Ins Bild von den alten, urwüchsigen Kelten passt für manchen eben nicht, dass sie die Zimmermannskunst bereits perfekt beherrschten. Statt runder, kaum behauener, manchmal auch etwas krumm gewachsener Baumstämme bilden nun glatte Spaltbohlen die Wände des 140 Quadratmeter großen Bohlenständerbaus. Das Eichenholz stammt aus dem Gemeindewald.

Derzeit bringen die Renninger Zimmerleute die Latten auf den Dachsparren an. Danach kommen wieder die polnischen Arbeiter, die dann noch vor Winterbeginn das Dach mit Langstroh aus Roggen eindecken. Noch fehlt die Ausfuhrgenehmigung für das Stroh. Es sei in Deutschland nicht zu beschaffen, sagt der Museumsdirektor - oder jedenfalls nicht zu bezahlen.

Die Fachleute haben sich wieder für eine Dachdeckung mit Stroh entschieden, nachdem zeitweise auch eine Schindelbedachung erwogen worden war, für die es ein historisches Beispiel aus der Schweiz gibt. Schindeln sind weniger leicht zu entflammen - allerdings auch teurer.

Nebenan graben zwei ABM-Kräfte den Erdkeller. Er hat oben einen engen zylinderförmigen Schaft. Unten weitet sich die Röhre bis zu einem Durchmesser von knapp zwei Meter. In dem 1,2 Meter tiefen Erdkeller hatten die Kelten ihre Vorräte kühl und feucht gehalten. Kühlschränke oder begehbare, gemauerte Keller gab es um 450 vor Christus, als das Keltendorf errichtet wurde, noch nicht. Ein zeltförmiges Dach über der Kellergrubenöffnung verhinderte, dass der Regen die Vorräte aufweichte.

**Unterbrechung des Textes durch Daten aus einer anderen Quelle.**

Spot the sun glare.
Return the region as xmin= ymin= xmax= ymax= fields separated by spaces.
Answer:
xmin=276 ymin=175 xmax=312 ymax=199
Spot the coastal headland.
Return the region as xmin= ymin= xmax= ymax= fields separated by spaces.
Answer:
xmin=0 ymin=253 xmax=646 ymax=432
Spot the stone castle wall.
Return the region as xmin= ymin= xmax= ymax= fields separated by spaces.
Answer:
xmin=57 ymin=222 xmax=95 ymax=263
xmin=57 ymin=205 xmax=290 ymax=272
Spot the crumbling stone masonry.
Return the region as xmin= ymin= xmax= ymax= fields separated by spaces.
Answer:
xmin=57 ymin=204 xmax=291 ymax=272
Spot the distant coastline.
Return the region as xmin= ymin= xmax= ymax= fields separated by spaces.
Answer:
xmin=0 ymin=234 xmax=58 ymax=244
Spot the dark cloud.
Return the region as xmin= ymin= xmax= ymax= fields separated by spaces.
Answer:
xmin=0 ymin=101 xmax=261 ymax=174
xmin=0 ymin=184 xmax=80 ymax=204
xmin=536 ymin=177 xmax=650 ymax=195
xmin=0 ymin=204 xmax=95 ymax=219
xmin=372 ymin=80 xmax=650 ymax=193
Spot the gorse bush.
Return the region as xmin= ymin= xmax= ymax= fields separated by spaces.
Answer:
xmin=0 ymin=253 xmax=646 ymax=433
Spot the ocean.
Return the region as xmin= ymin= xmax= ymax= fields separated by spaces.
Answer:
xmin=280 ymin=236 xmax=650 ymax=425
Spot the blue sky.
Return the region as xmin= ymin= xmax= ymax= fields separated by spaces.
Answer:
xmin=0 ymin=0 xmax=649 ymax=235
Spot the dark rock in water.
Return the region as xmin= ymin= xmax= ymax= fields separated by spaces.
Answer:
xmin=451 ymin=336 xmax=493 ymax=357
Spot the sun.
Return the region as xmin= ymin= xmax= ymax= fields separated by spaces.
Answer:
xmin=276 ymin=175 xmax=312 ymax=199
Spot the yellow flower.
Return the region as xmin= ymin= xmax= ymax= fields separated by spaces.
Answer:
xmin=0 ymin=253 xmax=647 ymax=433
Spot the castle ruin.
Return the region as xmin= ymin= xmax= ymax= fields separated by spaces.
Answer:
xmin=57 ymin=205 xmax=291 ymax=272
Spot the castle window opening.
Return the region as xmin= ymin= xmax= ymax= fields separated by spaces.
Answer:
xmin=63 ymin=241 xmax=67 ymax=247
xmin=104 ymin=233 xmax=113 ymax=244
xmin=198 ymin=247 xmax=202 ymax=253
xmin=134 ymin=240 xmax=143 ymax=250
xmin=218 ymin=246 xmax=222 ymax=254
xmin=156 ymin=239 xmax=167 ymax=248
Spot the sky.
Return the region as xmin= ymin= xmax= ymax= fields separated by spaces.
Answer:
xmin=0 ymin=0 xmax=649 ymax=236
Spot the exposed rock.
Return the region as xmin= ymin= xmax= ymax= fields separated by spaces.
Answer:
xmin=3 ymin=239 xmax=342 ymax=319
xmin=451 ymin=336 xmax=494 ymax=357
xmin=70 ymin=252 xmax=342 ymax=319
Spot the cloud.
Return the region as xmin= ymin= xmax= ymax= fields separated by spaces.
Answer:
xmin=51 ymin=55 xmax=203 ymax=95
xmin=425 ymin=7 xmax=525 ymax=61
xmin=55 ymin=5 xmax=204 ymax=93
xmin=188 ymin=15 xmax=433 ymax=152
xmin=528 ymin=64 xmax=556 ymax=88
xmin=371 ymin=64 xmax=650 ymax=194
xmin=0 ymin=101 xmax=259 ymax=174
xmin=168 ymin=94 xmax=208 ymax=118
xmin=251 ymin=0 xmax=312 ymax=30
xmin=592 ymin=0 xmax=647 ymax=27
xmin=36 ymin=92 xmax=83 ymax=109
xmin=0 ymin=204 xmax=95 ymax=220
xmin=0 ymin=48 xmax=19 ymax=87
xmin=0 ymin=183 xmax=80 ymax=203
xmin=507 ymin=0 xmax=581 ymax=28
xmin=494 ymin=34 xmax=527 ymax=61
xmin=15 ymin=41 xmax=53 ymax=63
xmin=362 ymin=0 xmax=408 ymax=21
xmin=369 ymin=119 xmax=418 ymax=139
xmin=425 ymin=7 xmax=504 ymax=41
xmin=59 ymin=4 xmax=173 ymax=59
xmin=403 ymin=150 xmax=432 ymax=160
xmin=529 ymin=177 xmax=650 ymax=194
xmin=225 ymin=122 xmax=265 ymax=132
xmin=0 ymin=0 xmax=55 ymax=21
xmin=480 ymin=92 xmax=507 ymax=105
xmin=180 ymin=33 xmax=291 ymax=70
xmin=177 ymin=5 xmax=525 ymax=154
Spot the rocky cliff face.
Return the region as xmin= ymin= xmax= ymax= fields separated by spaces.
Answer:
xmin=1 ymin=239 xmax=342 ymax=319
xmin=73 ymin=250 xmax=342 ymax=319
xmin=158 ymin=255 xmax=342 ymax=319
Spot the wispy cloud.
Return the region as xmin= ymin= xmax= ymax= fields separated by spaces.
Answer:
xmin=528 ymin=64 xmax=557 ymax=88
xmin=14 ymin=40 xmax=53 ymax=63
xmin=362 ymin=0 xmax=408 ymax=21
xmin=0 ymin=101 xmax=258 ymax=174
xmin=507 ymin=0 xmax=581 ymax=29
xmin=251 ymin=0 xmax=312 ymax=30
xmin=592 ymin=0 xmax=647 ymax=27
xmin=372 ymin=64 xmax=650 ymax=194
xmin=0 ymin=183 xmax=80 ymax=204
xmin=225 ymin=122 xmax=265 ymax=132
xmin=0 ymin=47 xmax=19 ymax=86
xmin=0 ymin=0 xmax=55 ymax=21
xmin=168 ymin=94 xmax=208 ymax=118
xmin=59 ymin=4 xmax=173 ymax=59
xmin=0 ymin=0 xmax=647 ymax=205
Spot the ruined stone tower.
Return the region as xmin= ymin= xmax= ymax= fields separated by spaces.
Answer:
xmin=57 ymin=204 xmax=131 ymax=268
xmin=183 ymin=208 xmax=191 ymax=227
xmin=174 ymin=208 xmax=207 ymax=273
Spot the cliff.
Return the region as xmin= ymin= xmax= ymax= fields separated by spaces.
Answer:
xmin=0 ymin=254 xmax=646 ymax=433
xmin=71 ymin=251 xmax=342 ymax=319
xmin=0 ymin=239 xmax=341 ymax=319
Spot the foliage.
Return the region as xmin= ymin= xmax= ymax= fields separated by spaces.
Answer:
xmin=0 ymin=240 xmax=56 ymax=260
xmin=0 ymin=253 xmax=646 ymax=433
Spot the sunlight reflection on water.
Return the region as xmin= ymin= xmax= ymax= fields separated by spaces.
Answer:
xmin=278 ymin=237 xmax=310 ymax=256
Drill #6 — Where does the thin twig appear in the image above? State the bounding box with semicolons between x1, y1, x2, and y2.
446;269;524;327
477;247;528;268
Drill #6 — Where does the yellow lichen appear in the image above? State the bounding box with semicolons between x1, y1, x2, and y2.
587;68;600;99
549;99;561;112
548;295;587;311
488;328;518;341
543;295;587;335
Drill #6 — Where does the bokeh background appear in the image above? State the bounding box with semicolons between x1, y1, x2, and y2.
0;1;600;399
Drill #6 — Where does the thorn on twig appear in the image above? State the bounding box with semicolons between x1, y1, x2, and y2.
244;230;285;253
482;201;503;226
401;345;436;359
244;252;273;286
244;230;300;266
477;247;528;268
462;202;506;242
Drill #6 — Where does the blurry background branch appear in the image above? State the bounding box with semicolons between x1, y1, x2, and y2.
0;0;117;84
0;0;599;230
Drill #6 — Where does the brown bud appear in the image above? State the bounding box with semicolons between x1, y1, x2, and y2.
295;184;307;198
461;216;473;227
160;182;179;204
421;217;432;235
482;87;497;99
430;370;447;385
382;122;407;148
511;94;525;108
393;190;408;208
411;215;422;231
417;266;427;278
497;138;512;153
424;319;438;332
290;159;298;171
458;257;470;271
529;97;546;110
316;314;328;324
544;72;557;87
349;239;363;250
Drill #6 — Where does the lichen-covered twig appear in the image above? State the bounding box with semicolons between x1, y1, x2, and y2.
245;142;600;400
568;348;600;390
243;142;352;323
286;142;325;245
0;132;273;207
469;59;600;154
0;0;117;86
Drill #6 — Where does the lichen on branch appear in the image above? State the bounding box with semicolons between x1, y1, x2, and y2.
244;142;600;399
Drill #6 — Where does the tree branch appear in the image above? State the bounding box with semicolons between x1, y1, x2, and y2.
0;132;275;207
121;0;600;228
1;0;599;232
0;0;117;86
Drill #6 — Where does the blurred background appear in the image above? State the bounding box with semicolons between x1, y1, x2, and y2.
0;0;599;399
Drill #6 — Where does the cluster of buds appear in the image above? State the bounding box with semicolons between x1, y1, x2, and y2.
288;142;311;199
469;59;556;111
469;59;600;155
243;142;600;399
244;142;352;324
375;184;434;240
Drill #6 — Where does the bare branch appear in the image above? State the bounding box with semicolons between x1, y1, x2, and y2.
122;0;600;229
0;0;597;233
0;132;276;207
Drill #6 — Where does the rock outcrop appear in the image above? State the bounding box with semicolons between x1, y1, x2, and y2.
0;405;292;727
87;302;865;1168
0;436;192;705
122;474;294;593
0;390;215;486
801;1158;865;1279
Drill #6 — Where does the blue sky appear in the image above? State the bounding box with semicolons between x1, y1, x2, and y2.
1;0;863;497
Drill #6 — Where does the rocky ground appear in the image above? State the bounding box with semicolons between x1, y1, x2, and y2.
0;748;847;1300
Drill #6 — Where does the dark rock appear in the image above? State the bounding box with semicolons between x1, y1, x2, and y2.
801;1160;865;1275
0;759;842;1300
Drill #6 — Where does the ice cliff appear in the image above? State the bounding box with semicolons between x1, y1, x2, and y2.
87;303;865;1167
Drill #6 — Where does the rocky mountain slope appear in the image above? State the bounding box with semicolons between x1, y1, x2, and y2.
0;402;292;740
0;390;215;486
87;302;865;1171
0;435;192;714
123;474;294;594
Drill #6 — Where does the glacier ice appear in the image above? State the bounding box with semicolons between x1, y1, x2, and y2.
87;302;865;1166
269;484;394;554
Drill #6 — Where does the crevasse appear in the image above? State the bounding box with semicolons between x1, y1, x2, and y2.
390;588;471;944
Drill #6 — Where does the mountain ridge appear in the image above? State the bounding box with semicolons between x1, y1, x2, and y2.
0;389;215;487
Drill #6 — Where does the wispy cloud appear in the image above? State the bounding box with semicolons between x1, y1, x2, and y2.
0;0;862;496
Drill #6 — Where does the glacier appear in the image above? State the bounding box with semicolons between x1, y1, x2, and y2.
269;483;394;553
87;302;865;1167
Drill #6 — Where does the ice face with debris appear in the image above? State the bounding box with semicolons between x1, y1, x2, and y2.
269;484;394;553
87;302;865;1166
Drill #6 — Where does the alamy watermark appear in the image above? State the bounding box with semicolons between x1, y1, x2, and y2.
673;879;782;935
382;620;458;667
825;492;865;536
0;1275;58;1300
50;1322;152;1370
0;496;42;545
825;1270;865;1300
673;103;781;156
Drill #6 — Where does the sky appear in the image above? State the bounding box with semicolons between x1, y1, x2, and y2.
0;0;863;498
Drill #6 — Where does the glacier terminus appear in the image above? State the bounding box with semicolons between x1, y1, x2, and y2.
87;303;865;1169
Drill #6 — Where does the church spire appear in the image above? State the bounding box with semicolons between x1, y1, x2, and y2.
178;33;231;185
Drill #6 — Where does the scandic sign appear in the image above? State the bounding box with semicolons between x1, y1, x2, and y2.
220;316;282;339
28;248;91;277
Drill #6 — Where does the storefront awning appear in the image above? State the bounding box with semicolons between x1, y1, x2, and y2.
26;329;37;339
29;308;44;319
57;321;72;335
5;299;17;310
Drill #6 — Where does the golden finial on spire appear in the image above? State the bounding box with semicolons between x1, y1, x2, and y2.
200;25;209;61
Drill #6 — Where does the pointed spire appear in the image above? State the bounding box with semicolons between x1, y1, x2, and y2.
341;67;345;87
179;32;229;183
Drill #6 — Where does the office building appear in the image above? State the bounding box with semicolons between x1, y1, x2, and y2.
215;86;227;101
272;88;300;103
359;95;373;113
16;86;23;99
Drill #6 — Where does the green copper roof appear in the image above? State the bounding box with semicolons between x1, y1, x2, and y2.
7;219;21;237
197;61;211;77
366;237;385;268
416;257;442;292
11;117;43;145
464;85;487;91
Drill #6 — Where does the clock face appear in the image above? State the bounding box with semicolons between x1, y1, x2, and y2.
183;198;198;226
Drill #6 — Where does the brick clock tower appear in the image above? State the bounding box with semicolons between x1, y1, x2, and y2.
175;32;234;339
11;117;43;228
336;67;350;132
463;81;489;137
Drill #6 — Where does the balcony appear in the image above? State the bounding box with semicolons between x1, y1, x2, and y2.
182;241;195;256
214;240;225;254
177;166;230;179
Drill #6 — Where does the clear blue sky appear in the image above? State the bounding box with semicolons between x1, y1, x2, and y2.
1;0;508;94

Ein ungewöhnliches Bauwerk ist der quadratische Speicherbau auf Stelzen. Ihm fehlen nur noch die Wände aus Haselrutengeflecht. Die sollen im Winter eingebaut werden, wenn wegen der Witterung andere Arbeiten an dem Keltengehöft nicht mehr möglich sind. Der Speicher steht auf vier Pfosten, vom Erdreich abgehoben. Das hat seinen Sinn: das hier gelagerte Getreide darf nicht nass werden und muss luftig gelagert werden. Außerdem verhindert die vom Boden abgehobene Bauweise, dass Mäuse und anderes Ungeziefer sich an dem Gelagerten gütlich tun können. Diese Konstruktionsweise hat sich jahrhundertelang, teilweise bis in die Neuzeit hinein bewährt.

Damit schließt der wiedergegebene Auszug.